Un engagement sans faille
Première exposition de Robert Doisneau à la galerie du Château d'Eau, Toulouse, place Laganne, 5 juin 1974. Jean Dieuzaide - Mairie de Toulouse, Archives municipales, 84Fi69/188
Jean Dieuzaide comprend tôt que la reconnaissance de la photographie en tant qu'art dépend des sujets que cette dernière traite, de ses qualités esthétiques et techniques, mais aussi de sa diffusion. Il se met au service de sa valorisation dès qu'il rejoint le Cercle des XII et conserve sa vie durant la même volonté de la voir rayonner. Il s'implique aux côtés de l'équipe fondatrice des Rencontres d'Arles puis dans la création de la galerie du Château d'Eau à Toulouse, les deux foyers précurseurs du développement de l'exposition photographique en France dans les années 1970. Pendant les premières années, il n'hésite pas à assurer seul la production et la régie des expositions, sur ses fonds, en mettant son propre personnel à contribution. Ses 20 années de direction artistique lui donnent l'opportunité de promouvoir le travail de près de 200 photographes d'horizons variés, jeunes ou reconnus, régionaux ou basés à l'étranger.
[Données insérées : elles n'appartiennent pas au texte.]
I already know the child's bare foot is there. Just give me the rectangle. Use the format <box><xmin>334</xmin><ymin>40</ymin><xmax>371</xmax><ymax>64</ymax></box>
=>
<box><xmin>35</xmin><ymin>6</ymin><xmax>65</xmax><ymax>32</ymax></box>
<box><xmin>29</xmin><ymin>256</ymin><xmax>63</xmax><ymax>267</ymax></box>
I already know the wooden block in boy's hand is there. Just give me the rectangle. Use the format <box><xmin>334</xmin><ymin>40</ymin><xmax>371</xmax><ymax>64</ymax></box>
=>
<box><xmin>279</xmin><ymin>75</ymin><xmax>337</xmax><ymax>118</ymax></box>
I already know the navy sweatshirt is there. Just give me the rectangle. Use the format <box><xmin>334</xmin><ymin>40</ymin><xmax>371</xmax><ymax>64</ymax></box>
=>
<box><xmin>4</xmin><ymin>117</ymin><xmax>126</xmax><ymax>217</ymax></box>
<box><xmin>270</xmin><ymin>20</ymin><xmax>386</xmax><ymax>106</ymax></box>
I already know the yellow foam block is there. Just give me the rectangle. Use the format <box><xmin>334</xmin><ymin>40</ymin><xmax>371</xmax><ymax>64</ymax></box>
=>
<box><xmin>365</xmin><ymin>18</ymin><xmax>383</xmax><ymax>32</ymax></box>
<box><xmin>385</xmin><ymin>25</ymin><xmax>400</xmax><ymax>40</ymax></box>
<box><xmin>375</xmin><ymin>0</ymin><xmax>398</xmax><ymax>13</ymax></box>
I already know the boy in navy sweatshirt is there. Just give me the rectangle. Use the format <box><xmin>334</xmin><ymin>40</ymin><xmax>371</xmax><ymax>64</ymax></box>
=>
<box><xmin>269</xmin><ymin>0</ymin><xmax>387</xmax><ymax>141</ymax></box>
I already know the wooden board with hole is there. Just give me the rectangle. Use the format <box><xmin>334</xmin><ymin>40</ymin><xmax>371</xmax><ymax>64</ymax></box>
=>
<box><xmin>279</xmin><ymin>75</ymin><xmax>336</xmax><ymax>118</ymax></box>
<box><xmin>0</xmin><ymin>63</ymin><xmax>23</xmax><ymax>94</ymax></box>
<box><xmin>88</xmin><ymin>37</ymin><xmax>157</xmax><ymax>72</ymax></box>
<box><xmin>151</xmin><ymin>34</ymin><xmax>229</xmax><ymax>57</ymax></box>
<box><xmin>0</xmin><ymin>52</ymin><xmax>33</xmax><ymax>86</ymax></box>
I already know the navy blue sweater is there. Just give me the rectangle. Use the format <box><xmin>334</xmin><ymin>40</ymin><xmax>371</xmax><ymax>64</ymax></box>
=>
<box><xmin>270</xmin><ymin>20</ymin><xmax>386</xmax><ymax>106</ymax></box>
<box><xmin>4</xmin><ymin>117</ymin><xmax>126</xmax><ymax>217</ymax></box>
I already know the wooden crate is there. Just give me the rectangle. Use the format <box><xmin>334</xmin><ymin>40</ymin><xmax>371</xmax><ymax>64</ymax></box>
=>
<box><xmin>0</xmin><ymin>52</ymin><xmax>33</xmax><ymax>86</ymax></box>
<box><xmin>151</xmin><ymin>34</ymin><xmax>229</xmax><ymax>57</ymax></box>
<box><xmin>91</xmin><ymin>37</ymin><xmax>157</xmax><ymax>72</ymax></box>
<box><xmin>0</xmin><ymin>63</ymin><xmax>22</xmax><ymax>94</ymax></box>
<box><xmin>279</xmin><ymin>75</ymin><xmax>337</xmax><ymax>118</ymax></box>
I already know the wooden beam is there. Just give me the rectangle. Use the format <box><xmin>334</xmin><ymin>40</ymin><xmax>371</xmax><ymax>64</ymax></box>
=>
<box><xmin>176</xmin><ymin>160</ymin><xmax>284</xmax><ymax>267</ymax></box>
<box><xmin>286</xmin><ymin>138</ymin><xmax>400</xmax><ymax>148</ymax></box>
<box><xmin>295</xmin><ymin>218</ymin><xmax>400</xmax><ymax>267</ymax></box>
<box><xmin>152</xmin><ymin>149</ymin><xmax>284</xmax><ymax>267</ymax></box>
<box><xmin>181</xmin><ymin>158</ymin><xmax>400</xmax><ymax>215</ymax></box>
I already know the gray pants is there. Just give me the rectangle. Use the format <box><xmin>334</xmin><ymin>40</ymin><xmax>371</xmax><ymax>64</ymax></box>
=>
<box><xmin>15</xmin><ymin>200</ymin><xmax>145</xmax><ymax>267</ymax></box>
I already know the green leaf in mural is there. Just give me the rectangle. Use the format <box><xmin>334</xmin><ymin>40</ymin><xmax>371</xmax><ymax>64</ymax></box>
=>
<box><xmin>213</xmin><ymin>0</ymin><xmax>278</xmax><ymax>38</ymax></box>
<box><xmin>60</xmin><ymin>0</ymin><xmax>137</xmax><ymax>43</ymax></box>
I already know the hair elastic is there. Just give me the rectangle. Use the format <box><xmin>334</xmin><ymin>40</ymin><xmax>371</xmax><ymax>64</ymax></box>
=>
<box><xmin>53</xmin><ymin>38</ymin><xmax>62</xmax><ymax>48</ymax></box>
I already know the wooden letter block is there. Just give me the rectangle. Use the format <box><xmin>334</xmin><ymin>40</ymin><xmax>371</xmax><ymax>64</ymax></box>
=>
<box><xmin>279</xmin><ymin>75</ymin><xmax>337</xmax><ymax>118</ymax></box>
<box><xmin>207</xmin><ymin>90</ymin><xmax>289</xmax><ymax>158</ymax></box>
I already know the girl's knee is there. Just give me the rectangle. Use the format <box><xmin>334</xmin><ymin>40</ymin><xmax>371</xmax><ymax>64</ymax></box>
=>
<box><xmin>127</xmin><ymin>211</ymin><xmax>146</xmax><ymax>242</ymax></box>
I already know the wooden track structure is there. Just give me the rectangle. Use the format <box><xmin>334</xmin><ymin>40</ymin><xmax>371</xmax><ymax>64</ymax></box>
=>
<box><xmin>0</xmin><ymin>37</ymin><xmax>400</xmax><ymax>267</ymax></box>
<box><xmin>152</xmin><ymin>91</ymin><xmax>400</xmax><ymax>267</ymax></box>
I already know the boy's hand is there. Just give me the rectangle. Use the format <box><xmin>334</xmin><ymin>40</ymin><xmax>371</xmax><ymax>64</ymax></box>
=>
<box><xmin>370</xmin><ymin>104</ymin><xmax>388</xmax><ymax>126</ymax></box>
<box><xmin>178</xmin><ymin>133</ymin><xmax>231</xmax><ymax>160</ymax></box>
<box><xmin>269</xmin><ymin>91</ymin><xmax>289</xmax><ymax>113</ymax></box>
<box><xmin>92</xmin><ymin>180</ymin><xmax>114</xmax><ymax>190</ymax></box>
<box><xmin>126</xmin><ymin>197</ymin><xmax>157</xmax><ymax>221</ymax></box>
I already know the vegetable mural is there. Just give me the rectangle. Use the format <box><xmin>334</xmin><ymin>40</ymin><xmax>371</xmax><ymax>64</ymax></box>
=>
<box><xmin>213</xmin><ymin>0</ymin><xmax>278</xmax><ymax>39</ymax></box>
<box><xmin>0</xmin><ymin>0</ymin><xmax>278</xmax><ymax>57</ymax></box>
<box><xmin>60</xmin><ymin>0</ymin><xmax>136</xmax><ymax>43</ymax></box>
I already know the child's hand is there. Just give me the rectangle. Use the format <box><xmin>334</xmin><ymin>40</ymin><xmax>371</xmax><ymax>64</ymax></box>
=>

À la même période, la photographie couleur prend de l'ampleur et commence à supplanter le noir et blanc. L'industrie des papiers photographiques va dans ce sens et commence à réduire son offre. Le papier baryté étant menacé de disparition, Jean Dieuzaide s'engage dans un combat pour le maintien de sa fabrication. Ses arguments ont gain de cause et l'on continue de trouver, en 2019, ces papiers aux riches gammes de gris et aux noirs profonds.
La volonté de conserver
Fiche d'indexation, entrée "Dali", recto. Stéphanie Renard - Mairie de Toulouse, Archives municipales
Dès le début de sa carrière, Jean Dieuzaide a conscience du fait que, pour être utilisé de façon optimale, son travail doit être correctement classé et indexé. Il consigne donc dans des albums les contacts de ses négatifs ainsi que toutes les informations utiles s'y référant. Ce travail est encore enrichi après la mort du photographe, le 18 spetembre 2003, par son épouse, son fils et sa dernière collaboratrice. Des coupures de journaux sont régulièrement insérées entre des pages, des personnes ou des lieux identifiés.
Après Dieuzaide : traitement et mise à disposition du fonds
En septembre 2016, sa veuve et ses enfants ont fait don à la Mairie de Toulouse de la plus grande partie du fonds photographique et artistique de Jean Dieuzaide. La collectivité a pour charge d'en assurer la conservation et la valorisation.